Laravel: Import Very Large CSV With Jobs and Queues

Admin

Tuesday, May 30, 2023 6 mins to read

Have you ever tried to import 1 million rows from CSV into the DB? It's a tricky task that can end up with performance issues, timeouts, or just running out of server resources. In this tutorial, I will show you one way of handling this with Jobs and Queues.
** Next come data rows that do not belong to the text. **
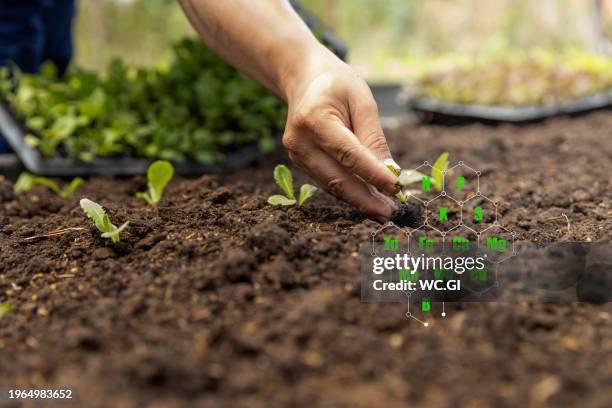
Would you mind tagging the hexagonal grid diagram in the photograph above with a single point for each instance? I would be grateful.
(458, 214)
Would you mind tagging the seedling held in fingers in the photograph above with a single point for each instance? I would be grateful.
(97, 214)
(410, 214)
(284, 179)
(26, 182)
(159, 175)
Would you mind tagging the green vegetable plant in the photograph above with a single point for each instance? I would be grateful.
(26, 182)
(410, 176)
(97, 214)
(5, 308)
(284, 179)
(159, 175)
(438, 169)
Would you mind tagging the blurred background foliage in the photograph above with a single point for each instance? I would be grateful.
(387, 39)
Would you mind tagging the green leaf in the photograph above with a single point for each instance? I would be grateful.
(97, 214)
(159, 175)
(5, 308)
(306, 192)
(439, 167)
(24, 183)
(410, 176)
(50, 184)
(278, 199)
(284, 179)
(71, 188)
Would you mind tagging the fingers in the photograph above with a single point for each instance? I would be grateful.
(347, 150)
(366, 122)
(335, 179)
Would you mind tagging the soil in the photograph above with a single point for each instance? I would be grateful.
(215, 298)
(408, 215)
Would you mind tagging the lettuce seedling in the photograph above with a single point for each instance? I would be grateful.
(26, 181)
(284, 179)
(159, 175)
(97, 214)
(438, 169)
(5, 308)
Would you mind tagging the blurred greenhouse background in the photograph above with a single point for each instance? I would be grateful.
(387, 39)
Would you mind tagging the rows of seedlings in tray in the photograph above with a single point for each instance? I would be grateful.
(196, 108)
(534, 80)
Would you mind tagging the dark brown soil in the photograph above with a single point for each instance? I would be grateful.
(215, 298)
(408, 215)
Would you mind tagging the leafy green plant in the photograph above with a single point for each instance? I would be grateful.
(197, 108)
(26, 181)
(411, 176)
(438, 169)
(159, 175)
(284, 179)
(97, 214)
(5, 308)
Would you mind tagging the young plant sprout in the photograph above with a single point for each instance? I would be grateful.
(97, 214)
(410, 214)
(284, 179)
(438, 169)
(26, 182)
(159, 175)
(5, 308)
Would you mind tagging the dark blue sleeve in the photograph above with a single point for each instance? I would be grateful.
(32, 31)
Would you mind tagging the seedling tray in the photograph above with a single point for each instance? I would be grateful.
(440, 111)
(32, 160)
(14, 131)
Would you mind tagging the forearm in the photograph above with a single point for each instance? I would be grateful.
(265, 39)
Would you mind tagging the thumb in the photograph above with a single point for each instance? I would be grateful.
(365, 122)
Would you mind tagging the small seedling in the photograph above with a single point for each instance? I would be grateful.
(410, 214)
(97, 214)
(284, 179)
(5, 308)
(159, 175)
(26, 182)
(438, 169)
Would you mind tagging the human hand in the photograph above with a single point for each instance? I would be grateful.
(333, 134)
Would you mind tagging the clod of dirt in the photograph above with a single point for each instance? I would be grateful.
(236, 265)
(102, 253)
(408, 215)
(267, 239)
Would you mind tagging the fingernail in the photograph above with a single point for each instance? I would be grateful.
(393, 166)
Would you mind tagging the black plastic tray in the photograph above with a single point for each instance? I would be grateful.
(436, 110)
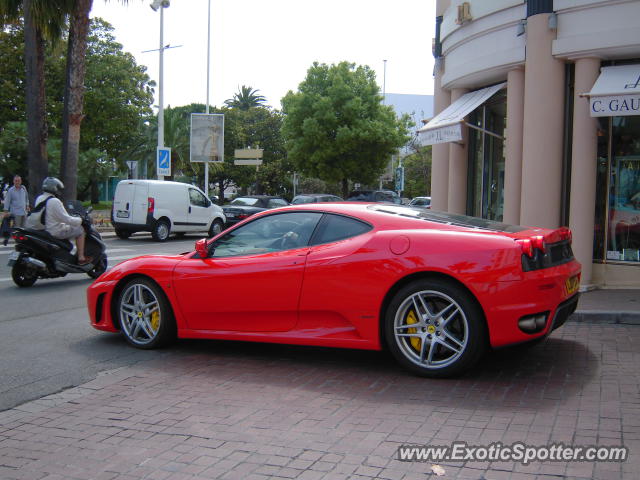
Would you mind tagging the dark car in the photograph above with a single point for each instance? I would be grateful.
(243, 207)
(374, 196)
(314, 198)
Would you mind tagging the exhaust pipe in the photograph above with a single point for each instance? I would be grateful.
(36, 263)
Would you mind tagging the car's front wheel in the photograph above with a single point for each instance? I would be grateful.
(146, 318)
(435, 328)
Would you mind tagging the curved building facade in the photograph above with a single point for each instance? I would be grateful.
(537, 122)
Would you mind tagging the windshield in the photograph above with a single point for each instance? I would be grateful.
(244, 201)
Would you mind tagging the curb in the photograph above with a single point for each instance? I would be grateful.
(600, 316)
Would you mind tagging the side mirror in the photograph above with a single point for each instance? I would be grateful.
(201, 248)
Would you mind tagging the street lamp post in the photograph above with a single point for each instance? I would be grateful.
(206, 164)
(161, 4)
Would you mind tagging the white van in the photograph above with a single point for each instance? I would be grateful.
(163, 207)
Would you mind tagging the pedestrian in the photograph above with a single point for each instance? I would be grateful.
(16, 203)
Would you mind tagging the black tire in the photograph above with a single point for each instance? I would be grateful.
(148, 327)
(123, 234)
(161, 230)
(216, 227)
(99, 268)
(21, 276)
(435, 348)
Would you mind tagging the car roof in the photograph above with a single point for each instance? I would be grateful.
(391, 216)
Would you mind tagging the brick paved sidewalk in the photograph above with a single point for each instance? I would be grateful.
(243, 411)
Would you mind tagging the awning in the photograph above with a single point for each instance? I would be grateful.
(616, 92)
(447, 125)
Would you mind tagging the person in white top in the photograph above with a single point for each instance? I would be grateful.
(58, 222)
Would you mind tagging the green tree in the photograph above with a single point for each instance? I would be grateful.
(245, 99)
(336, 128)
(118, 94)
(43, 20)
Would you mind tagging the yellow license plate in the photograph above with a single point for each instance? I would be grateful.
(572, 284)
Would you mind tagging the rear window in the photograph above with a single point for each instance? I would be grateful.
(245, 202)
(336, 227)
(448, 218)
(276, 202)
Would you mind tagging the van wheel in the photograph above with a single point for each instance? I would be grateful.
(216, 227)
(123, 234)
(161, 231)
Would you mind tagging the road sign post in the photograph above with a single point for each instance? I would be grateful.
(163, 162)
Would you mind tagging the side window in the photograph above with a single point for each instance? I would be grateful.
(276, 202)
(268, 234)
(336, 227)
(197, 199)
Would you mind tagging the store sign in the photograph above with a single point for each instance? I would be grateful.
(450, 133)
(615, 106)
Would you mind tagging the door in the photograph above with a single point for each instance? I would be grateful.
(199, 211)
(252, 278)
(140, 205)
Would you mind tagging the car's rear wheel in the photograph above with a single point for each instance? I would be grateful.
(435, 328)
(161, 231)
(146, 318)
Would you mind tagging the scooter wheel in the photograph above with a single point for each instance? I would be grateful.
(99, 269)
(21, 276)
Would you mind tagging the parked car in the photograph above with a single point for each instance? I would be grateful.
(243, 207)
(437, 289)
(374, 196)
(423, 202)
(315, 198)
(162, 208)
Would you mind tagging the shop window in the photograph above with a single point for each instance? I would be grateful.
(485, 196)
(617, 230)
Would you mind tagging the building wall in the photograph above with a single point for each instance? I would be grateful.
(499, 42)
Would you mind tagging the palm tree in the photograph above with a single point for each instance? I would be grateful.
(245, 99)
(43, 20)
(74, 96)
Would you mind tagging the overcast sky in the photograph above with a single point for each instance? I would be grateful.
(269, 45)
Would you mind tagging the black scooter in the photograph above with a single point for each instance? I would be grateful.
(39, 255)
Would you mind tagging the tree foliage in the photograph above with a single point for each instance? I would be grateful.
(337, 129)
(245, 99)
(118, 94)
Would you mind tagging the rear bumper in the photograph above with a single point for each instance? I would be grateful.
(543, 292)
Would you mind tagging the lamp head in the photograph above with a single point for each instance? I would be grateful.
(156, 4)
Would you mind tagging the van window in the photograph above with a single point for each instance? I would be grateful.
(197, 199)
(276, 202)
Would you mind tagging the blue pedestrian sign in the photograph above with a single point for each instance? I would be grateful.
(163, 161)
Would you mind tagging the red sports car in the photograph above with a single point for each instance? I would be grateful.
(437, 289)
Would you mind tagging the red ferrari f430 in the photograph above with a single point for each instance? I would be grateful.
(436, 289)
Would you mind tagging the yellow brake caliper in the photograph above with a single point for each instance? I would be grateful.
(155, 320)
(416, 343)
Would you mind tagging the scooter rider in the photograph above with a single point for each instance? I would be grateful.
(58, 222)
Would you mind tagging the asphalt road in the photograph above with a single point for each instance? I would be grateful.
(46, 342)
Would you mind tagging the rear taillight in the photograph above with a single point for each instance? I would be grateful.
(539, 243)
(526, 245)
(565, 234)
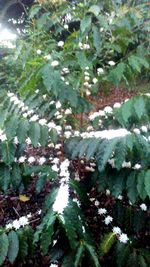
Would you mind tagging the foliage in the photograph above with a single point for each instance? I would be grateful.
(66, 53)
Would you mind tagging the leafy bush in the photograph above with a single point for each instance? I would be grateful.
(96, 208)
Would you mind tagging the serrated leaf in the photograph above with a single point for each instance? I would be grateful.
(92, 253)
(8, 152)
(16, 175)
(107, 242)
(44, 135)
(95, 9)
(139, 106)
(22, 131)
(85, 24)
(147, 182)
(23, 198)
(34, 133)
(131, 187)
(13, 248)
(79, 255)
(40, 182)
(105, 151)
(4, 243)
(97, 39)
(141, 185)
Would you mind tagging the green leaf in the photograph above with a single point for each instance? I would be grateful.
(139, 106)
(82, 60)
(54, 136)
(4, 243)
(11, 126)
(34, 133)
(95, 9)
(79, 255)
(131, 187)
(22, 131)
(141, 185)
(85, 24)
(13, 248)
(8, 152)
(116, 75)
(147, 183)
(105, 151)
(34, 11)
(107, 242)
(92, 254)
(44, 135)
(97, 39)
(40, 182)
(46, 237)
(16, 175)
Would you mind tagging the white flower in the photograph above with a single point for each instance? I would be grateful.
(67, 134)
(107, 192)
(86, 73)
(55, 168)
(42, 121)
(28, 141)
(25, 115)
(143, 207)
(9, 226)
(3, 137)
(55, 160)
(16, 224)
(60, 44)
(102, 211)
(137, 166)
(39, 212)
(22, 159)
(88, 92)
(34, 118)
(120, 197)
(53, 265)
(136, 130)
(86, 46)
(38, 52)
(96, 203)
(47, 57)
(108, 109)
(9, 94)
(62, 198)
(29, 215)
(90, 169)
(144, 129)
(117, 105)
(31, 159)
(23, 221)
(95, 80)
(54, 63)
(108, 220)
(116, 230)
(100, 71)
(42, 160)
(58, 105)
(111, 63)
(66, 27)
(93, 116)
(68, 111)
(126, 164)
(123, 238)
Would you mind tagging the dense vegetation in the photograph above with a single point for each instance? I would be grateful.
(89, 172)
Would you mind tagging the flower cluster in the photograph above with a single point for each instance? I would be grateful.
(3, 136)
(122, 237)
(62, 197)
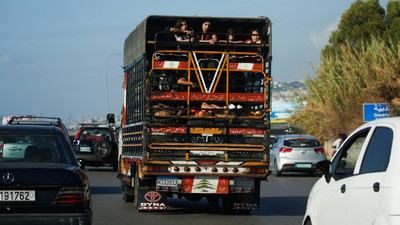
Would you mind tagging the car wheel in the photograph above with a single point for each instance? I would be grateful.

In short, our goal is to make sure the import process is not interrupted by a timeout like this:

We need to split the import process into smaller chunks and run them individually to fix this. This is where Laravel Queues and Jobs come in handy. Let's see how we can use them to import an extensive dataset from a file.

Our Task

Here's the situation:

We have a CSV file with 1 million rows (or more)
We need to import this file into our database
Records that already exist in the database should be updated
Records that don't exist in the database should be created
We need to make sure that the import process is not interrupted by a timeout

Of course, we've chosen a CSV file for convenience, but you might expect to get a JSON request or an XML request from an API endpoint. The idea is the same.

The Cause of the Problem

The problem becomes obvious if we take a look at the code:

use Illuminate\Http\Request;
 
// ...
 
public function import(Request $request)
{
    $file = $request->file('csv');
 
    // Saving the file to storage for reading it as CSV
    // Otherwise, it will break even faster.
    $file = $file->store('csv', ['disk' => 'public']);
 
    // Opening the file for reading
    $fileStream = fopen(storage_path('app/public/' . $file), 'r');
 
    $csvContents = [];
 
    // Reading the file line by line into an array
    while (($line = fgetcsv($fileStream)) !== false) {
        $csvContents[] = $line;
    }
 
    // Closing the file stream
    fclose($fileStream);
 
    // Defining the indexes of the CSV
    $name = 0;
    $category = 1;
    $description = 2;
    $price = 3;
    $stock = 4;
 
    // Loading the categories into an array
    $categories = ProductCategory::pluck('id', 'name');
 
    $skipHeader = true;
    // Attempt to import the CSV
    foreach ($csvContents as $content) {
        if ($skipHeader) {
            // Skipping the header column (first row)
            $skipHeader = false;
            continue;
        }
 
        $productCategory = $categories[$content[$category]] ?? ProductCategory::create([
            'name' => $content[$category]
        ])->id;
 
        // Updating or creating the product based on the name and category
        Product::updateOrCreate([
            'name' => $content[$name],
            'category_id' => $productCategory,
        ], [
            'name' => $content[$name],
            'category_id' => $productCategory,
            'description' => $content[$description],
            'price' => $content[$price],
            'stock_left' => $content[$stock],
        ]);
    }
 
    // Deleting the file from storage (it was temporary!)
    Storage::delete($file);
 
    return "Imported!";
}

It should instantly raise a concern as we are iterating over each of the lines. It might be fine if the import size is small, but once we look at a more extensive dataset, it will take a long time to finish. And if the process takes longer than the limit of maximum PHP execution time, it will fail altogether.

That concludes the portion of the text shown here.